Adam Małysz z jednej strony zadowolony jest z poziomu jaki prezentują nasi zawodnicy, ale jednak martwi się o przyszłość tego sportu, bo poszczególne kluby mają się niejednokrotnie bardzo źle. „To nie chodzi tylko o skocznie. Choć obiektów nadal jest mało, to wydaje mi się, że coraz gorzej jest z zapleczem tych młodych zawodników – kluby są niedofinansowywane, jest mało trenerów (choć wielu moich kolegów jest teraz trenerami), to jednak cały czas tego brakuje. Brakuje też naboru. Obawiam się, że jeśli nic z tym nie zrobimy, to w przyszłości może być znów ten sam problem co kilka lat temu”.
Sport sensem życia
„Orzeł z Wisły” należy do osób, które nie potrafią siedzieć bezczynnie. Dlatego też zaraz po zawieszeniu nart na przysłowiowy kołek, zaangażował się w rajdy samochodowe. Nie zapomniał jednak o skokach i ciągle służy pomocą zawodnikom. „Na razie jakoś tam wspieram chłopaków, pomagam im. Robię jednak też coś innego i ciężko jest u mnie z czasem. Rajdy są czymś, co chcę też robić, bo nie wyobrażam sobie żebym nie uprawiał sportu. Cały czas jestem aktywny, cały czas trenuję i trudno by było mi pogodzić bycie trenerem, czy ciągłe angażowanie się w to.
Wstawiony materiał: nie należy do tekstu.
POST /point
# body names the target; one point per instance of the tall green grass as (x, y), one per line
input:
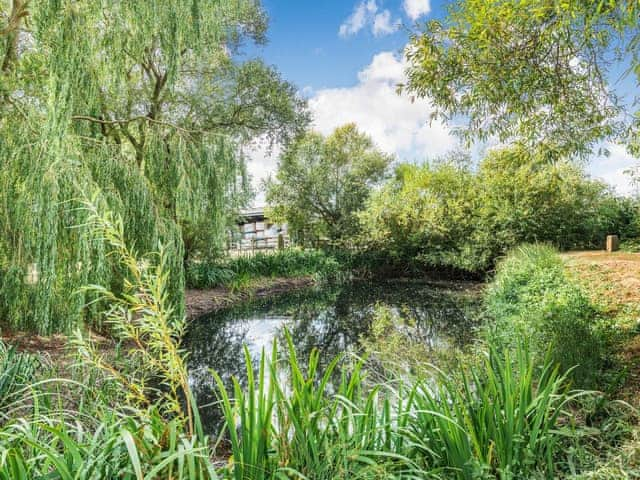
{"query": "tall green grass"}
(283, 263)
(532, 297)
(503, 419)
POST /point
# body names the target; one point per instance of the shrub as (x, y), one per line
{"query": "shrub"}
(533, 298)
(446, 214)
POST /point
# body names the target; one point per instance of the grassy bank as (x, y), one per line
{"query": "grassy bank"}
(237, 272)
(508, 409)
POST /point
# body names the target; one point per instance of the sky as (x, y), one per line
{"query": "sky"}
(345, 56)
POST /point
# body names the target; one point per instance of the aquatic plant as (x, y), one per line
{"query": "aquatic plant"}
(283, 263)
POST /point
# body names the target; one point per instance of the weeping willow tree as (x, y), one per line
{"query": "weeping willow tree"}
(139, 103)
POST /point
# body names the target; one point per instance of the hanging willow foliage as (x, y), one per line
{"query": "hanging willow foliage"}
(96, 96)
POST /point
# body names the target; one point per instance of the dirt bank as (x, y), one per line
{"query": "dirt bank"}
(613, 280)
(201, 302)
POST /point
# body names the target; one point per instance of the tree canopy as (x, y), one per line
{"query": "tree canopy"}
(142, 102)
(445, 214)
(537, 71)
(322, 183)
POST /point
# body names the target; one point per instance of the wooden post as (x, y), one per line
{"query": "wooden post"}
(613, 243)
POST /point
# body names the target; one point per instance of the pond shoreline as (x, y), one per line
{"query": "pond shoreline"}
(203, 302)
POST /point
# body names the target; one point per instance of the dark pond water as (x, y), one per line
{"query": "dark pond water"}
(332, 320)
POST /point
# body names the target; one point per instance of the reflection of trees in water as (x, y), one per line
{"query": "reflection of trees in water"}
(332, 320)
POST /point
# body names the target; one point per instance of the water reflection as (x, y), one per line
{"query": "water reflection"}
(331, 319)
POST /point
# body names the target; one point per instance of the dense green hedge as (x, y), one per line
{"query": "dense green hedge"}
(533, 298)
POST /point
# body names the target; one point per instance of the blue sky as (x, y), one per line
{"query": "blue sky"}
(345, 56)
(305, 44)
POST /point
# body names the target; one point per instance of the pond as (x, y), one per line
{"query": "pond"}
(332, 319)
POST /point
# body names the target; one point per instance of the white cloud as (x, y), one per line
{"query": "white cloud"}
(416, 8)
(612, 169)
(367, 13)
(396, 123)
(261, 162)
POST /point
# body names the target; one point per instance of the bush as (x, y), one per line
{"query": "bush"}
(447, 214)
(533, 298)
(281, 263)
Jednak jeśli tylko mogę, to pomagam”.
Wiek robi swoje
Chociaż Janne Ahonen (38 lat) czy Noriaki Kasai (43 lata) są nadal aktywni w skokach narciarskich, to widać po nich, że nie robią tego już na 100%. Adam Małysz przyznał, że nie żałuje swojej decyzji o zakończeniu kariery, bo nastąpiło to w momencie najwyższej formy. „Widać po nich, że jednak już się trochę bardziej oszczędzają. To jest tak, że te ich skoki nadal sprawiają im wielką przyjemność, ale jednak też trochę odpuszczają – nie we wszystkich konkursach startują, ich trening też trochę inaczej wygląda, bo dużo szybciej się męczą, dużo szybciej są wyeksploatowani. To nie jest łatwe. Trzeba mieć taką granicę. Ja zawsze sobie mówiłem, że chcę zakończyć karierę skoczka wtedy, kiedy będę u szczytu formy i tak zrobiłem. Na pewno tego nie żałuję, bo wiem, że była to dobra decyzja. Często pada pytanie o to czy mnie nie ciągnie – nie, nie ciągnie. 27 lat skoków, to chyba wystarczy. Można nadal pomagać czy wspierać, ale w inny sposób. Nie trzeba tego nadal robić aktywnie”.
Optymizm obowiązkowy
Obecna dyspozycja polskich skoków napawa wszystkich dumą, a także nadzieją na wysokie lokaty podczas najbliższego sezonu. „Patrząc na to jaki chłopaki skaczą, a zima tuż tuż, to mamy taką nadzieję. Wielu z nich jest w naprawdę dobrej formie. Ja jestem bardzo zadowolony i pełen optymizmu, tym bardziej, że w Eurosporcie będę komentował zawody, więc mam nadzieję, że będę miał co komentować” – dodał Małysz na zakończenie.